The motion for rehearing before the decree is filed is analogous to the motion for new trial at the same term before judgment entered up, and the correction of error of law apparent upon the face of the decree is governed by nearly the same rules as the correction of judgment, as in Mooney vs. Welch, (Mills, 133,) for error apparent upon the record. It must be such an error in law, apparent on the face of the decree, as is “obvious on a mere statement, when the correction can be made consistently with the. principles of the decree itself.”—Perkins vs. Lang, 1 McC. Ch., 31, note.
In this State it has never extended further since a Court of Appeals in Equity has been established. The remedy has been by appeal, and by the Act of 1808 the orders and decrees of a Chancellor sitting on circuit, when not appealed from, have ever had the same force and effect as decrees of the Court of Appeals. Where a decree was impeached for fraud, or to be set aside or suspended for error in fact, the proceeding was by original bill. To this remedy the Act of 1869 would apply, and the grounds for the motion could be established by evidence.
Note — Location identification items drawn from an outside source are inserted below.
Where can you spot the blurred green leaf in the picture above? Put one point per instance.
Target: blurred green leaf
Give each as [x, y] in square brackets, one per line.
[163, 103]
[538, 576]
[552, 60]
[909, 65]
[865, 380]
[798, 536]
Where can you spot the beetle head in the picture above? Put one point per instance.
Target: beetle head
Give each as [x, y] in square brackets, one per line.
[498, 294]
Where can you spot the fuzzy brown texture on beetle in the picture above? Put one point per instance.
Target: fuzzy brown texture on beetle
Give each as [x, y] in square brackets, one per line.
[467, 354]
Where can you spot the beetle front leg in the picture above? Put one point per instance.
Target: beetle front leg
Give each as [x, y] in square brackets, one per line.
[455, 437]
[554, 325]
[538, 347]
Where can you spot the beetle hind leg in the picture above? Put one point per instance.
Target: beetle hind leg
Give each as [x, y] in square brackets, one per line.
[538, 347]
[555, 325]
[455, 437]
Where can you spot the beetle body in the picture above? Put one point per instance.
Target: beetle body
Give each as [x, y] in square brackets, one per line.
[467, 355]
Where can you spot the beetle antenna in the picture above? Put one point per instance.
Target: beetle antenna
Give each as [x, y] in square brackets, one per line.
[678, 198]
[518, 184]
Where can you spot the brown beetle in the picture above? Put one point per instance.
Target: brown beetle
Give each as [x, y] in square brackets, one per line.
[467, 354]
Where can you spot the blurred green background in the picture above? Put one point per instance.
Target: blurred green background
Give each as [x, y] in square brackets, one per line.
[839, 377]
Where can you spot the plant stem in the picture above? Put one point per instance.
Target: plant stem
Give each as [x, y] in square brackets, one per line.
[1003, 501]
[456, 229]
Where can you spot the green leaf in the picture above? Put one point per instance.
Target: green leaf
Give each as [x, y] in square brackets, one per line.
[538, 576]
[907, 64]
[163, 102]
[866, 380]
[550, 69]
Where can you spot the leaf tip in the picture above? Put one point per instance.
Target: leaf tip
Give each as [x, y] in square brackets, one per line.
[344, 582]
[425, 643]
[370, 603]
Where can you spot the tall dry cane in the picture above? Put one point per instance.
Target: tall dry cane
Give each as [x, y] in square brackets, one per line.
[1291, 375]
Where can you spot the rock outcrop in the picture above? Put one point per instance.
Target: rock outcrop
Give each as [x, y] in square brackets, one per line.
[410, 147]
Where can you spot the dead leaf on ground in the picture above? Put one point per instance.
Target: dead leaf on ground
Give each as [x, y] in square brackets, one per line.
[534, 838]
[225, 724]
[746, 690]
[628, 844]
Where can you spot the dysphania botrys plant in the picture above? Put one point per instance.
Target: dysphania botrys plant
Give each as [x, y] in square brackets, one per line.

The Code of Procedure, adopted in 1870, and re-enacted, together with the Act of 1869, (the latter, that of 1869, being altered by the omission of mention of the Court of Equity, and being applicable only to judgments in Common Pleas,) provides, by Section 197, special remedy in case of “mistake, inadvertence, surprise or excusable neglect,” provided the application be made within one year after the party has had notice of the judgment, order or other proceeding of which he complains. The Code, in Title II, Chapter I, Revised Statutes, p. 654, further enacts (Section 349) that “the only mode of reviewing a judgment or order in a civil or criminal action shall be that prescribed by this Title.” The only exception to review by appeal is in the case of orders “ made out of Court without notice to the adverse party.”
The view that we take of the Act of 1869 as it was enacted, or as it was re-enacted in the Revised Statutes, p. 497, confines the
There is no error apparent on the face of the decretal order made by the Circuit Judge in 1869, nor is error of fact, fraud, abuse of process, mistake or surprise alleged. The decretal order sustained the constitutionality of an ordinance and statute which were after-wards pronounced to be in violation of the Constitution of the United States. No appeal was taken from the order, and it is the law of that ease just as much as if it had been confirmed by the Court of last resort.—Duport vs. Johnston, Bail. Eq., 279; Johnston vs. Britton, Dud. Eq., 274; Act 1808, 7 Stat., 804. But it is needless to cite further authority than that already adduced upon so well-established a proposition, which has not been changed or altered by the Act of 1869.
The judgment appealed from is reversed and the motion granted.